I think that architecture will become a much more strategic discipline. We are on our way out from the hierarchical society and we are entering a completely new liberal society, and we don’t know much of anything about it. This new society is not predictable. A few years ago people would have said, ‘Now that there are computers, so we don’t need paper anymore.’ But we now use more paper than ever, proving that it’s very hard to predict these types of things. This is because no one is in control. Take, for instance, the front entrance to a grand hotel; outside there could be a large group of people waiting for someone. Who it is they’re waiting for I do not know. Perhaps the person they’re waiting for is very famous to a certain group, perhaps even for only a very short amount of time. This is just one moment within the Unconscious City.

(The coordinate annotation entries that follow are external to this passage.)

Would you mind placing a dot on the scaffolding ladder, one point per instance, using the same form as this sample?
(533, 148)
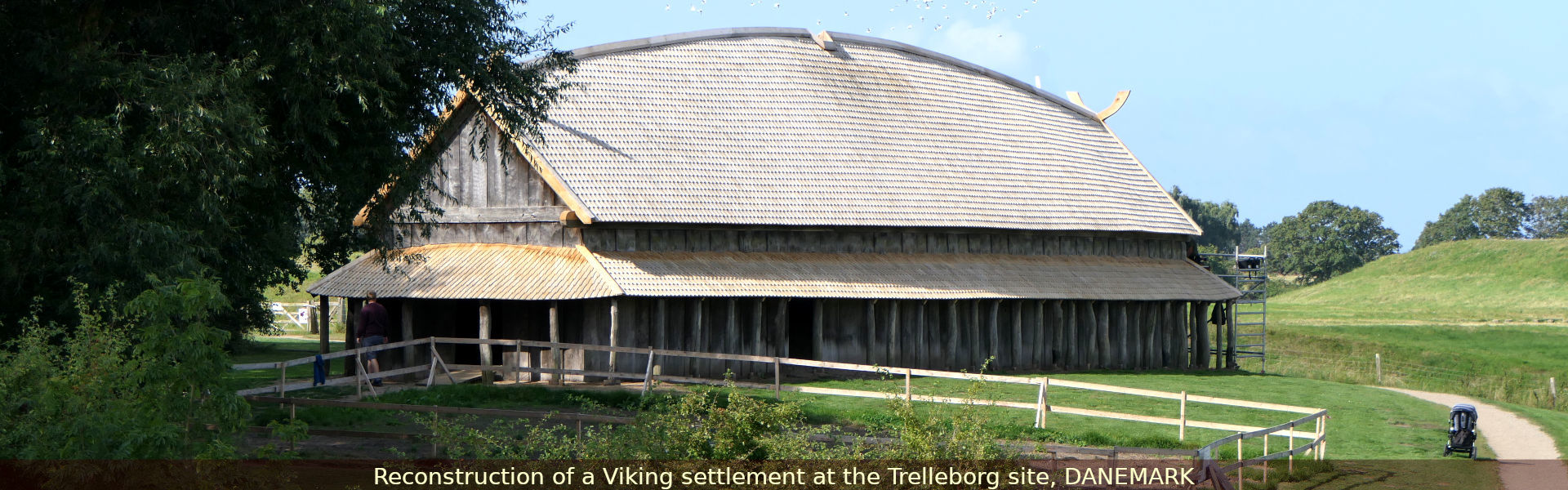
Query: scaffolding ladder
(1250, 314)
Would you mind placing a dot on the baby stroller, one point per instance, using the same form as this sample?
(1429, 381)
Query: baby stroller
(1462, 430)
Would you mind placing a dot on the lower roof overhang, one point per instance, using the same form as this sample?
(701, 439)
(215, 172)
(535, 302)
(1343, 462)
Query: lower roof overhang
(530, 272)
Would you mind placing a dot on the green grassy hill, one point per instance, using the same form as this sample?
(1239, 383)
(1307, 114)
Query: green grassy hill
(1457, 282)
(1479, 318)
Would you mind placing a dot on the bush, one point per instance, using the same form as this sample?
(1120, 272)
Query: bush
(134, 384)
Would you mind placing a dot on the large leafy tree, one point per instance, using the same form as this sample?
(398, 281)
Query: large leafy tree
(1329, 239)
(1498, 212)
(153, 140)
(1218, 222)
(1548, 217)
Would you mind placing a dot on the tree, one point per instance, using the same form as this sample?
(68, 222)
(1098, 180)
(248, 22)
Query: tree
(1215, 219)
(1548, 217)
(1498, 212)
(226, 140)
(1329, 239)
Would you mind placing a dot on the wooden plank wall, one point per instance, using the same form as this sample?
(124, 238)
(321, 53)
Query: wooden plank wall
(491, 185)
(1002, 335)
(882, 241)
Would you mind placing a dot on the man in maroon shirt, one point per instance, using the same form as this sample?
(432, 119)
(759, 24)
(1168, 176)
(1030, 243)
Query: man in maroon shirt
(372, 330)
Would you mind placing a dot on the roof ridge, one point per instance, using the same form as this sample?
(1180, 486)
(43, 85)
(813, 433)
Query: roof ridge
(838, 37)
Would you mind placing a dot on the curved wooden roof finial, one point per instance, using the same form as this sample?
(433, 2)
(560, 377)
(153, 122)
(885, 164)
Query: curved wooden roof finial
(1107, 112)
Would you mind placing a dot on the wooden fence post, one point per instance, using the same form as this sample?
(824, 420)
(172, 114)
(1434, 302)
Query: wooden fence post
(1239, 467)
(1266, 464)
(1324, 447)
(1040, 403)
(648, 372)
(908, 394)
(1290, 459)
(1377, 362)
(555, 338)
(615, 330)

There will always be something like a zeitgeist; a momentum. There’s a quote by Joris van den Bonner I like very much: ‘He who knows his time is further than his time.’ That sounds easy to do, to know your time, but it’s not. We need research, on the one hand, and intuition on the other. We have to think about our time, simply by describing it, and by being as precise as possible. Research is only composed of facts; it is rational. We can even count the satellites around the world, and recently I read that there are more than 80,000 of them in orbit around the Earth. And what interests me most is the idea of who is in control. When you read the newspaper, you see stock exchange data, and next to it the experts write about how it might develop. We live in a time of speculation. We’re all on a boat, not knowing whom the captain is, or where we are drifting towards–that’s the current situation. And on this boat, there are the occasional geniuses that, every so often, develop something as revolutionary as the iPhone.